6. Right Shift (>>):
[Operation Rule] Shifts the binary bits to the right, filling high bits with 0.[Example Program]
// Shift all binary bits of a to the right by 1 bit
int a = 10; // 1010
int b = a >> 1; // 0101 (5)
int b = a >> 2; // 0010 (2) (rounding down)
[Application Cases]Quickly divide by powers of 2: n >> m is equivalent to n / pow(2, m).[Note] The right shift operation for signed numbers may cause sign extension issues, which need to be particularly noted.
int a = -8; // Binary: 1111...1111000 (32 bits)
int b = a >> 1; // Binary: 1111...1111100 (-4) // Fill 1 on the left instead of 0
Three
Classic Cases of Bitwise Operations
Example 1: Count the number of 1s in binary:
# include <bits/stdc++.h>
using namespace std;
int count_1(int n) {
// Count the number of 1s in binary
int cnt = 0; // Declare counting variable cnt
while (n) { // Continue counting as long as n is not 0
cnt++; // Increment counter by 1 each loop
n &= (n - 1); // Remove the lowest bit of 1
}
return cnt; // Return count result
}
int main() {
int n;
cin >> n;
cout << count_1(n) << endl;
return 0;
}
Manually calculate, and it is easy to understand the counting algorithm.
Example 2: Determine if a positive integer is a power of 2:
# include <bits/stdc++.h>
using namespace std;
// Determine if a positive integer is a power of 2
bool isPowerOfTwo(int n) {
return (n > 0) && ((n & (n-1)) == 0);
}
int main() {
int n;
cin >> n;
cout << isPowerOfTwo(n) << endl;
return 0;
}
Observe the characteristics of the binary representation of powers of 2, which makes it easy to determine.
Example 3: Swap the values of two variables:
# include <bits/stdc++.h>
using namespace std;
// Swap the values of two variables
void jiao_huan(int &a, int &b) {
a ^= b;
b ^= a;
a ^= b;
return ;
}
int main() {
int a, b;
cin >> a >> b;
jiao_huan(a, b); // Swap the values of a and b
cout << a << " " << b << endl;
return 0;
}
Write it down on paper, calculate the example, and understand the commutative and associative properties of XOR operations.
Example 4: Find the number that appears an odd number of times (all others appear an even number of times):
# include <bits/stdc++.h>
using namespace std;
int nums[10];
int main() {
int n;
cin >> n;
for (int i = 0; i < n; i++) cin >> nums[i];
int ret = 0; // ret stores the final result, initialized to 0
for (int num : nums) { // Iterate through each number
ret ^= num; // Perform XOR operation with ret
}
cout << ret << endl; // The final result in ret is the number that appears an odd number of times
return 0;
}
Flexible use of the commutative and associative properties of XOR operations.

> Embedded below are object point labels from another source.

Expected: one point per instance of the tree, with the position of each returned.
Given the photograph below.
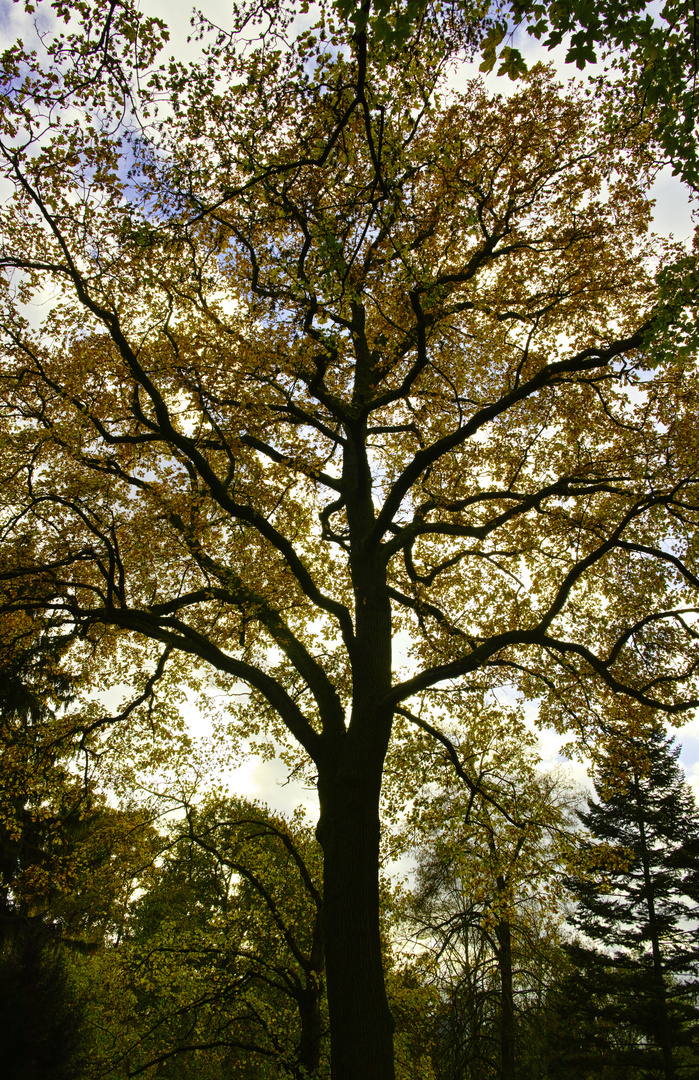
(653, 48)
(331, 359)
(641, 899)
(491, 847)
(220, 967)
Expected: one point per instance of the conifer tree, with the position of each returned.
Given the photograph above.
(640, 906)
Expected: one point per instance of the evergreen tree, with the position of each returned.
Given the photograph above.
(640, 906)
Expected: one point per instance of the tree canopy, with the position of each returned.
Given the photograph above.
(334, 355)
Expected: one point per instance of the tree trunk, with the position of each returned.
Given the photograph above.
(503, 935)
(361, 1023)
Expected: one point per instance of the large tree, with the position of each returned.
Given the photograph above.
(331, 355)
(639, 903)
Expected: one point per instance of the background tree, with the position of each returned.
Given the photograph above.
(491, 846)
(220, 967)
(640, 899)
(330, 360)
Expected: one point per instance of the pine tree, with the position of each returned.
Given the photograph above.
(640, 906)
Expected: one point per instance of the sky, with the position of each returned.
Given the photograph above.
(268, 780)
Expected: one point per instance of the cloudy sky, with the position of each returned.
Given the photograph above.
(269, 780)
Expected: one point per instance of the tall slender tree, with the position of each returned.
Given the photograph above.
(640, 902)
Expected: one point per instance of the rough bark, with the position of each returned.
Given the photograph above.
(361, 1023)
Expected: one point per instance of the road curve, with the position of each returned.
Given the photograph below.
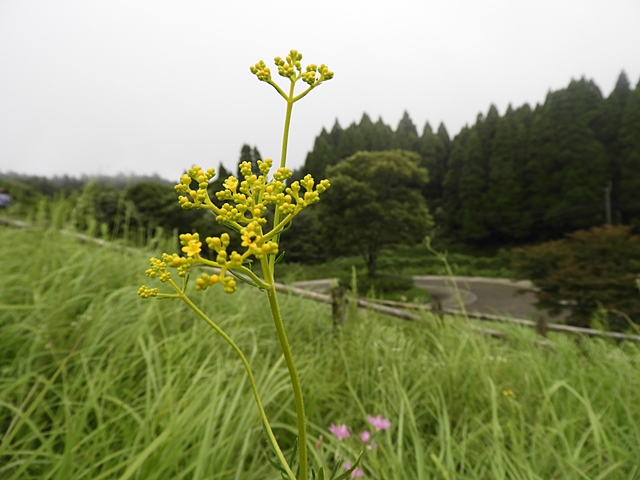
(497, 296)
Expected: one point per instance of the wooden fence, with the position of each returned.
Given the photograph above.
(338, 301)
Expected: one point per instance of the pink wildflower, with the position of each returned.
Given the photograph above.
(340, 431)
(379, 422)
(357, 473)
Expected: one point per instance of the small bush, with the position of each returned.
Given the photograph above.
(589, 271)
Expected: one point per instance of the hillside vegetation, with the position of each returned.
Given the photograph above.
(97, 383)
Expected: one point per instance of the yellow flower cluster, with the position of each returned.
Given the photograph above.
(261, 71)
(291, 68)
(244, 210)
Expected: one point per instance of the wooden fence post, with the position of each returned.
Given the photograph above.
(338, 305)
(542, 324)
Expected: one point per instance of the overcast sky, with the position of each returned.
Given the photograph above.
(137, 86)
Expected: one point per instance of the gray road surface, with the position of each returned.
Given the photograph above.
(479, 294)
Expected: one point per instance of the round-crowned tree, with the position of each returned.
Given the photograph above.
(375, 201)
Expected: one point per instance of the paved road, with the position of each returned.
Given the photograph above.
(479, 294)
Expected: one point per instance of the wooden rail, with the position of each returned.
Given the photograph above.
(395, 309)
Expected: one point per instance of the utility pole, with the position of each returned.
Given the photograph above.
(607, 203)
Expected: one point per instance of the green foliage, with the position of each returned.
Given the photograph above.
(627, 194)
(375, 201)
(148, 394)
(588, 270)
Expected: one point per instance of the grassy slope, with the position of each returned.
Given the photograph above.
(151, 393)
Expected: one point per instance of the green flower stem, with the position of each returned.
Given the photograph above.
(278, 228)
(283, 159)
(287, 123)
(293, 373)
(254, 387)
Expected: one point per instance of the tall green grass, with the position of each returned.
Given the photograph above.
(97, 383)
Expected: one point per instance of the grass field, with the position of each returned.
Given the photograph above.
(99, 384)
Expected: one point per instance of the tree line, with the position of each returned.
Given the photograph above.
(531, 174)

Note: This case only applies when only one number appears an odd number of times, while all other numbers appear an even number of times; if multiple numbers appear an odd number of times, this method cannot be used directly.
Example 5: Bitmask Permission System:
const int READ = 1 << 0; // 0001
const int WRITE = 1 << 1; // 0010
const int EXEC = 1 << 2; // 0100
// Set permissions
int permissions = READ | WRITE; // 0011
// Check permissions
bool canRead = permissions & READ;
bool canExec = permissions & EXEC;
// Add permissions
permissions |= EXEC;
// Remove permissions
permissions &= ~WRITE;
Linux system’s permission control is set this way, with the addition of the following three different granularities of permission control:File Owner (User),Group and Other Users (Others).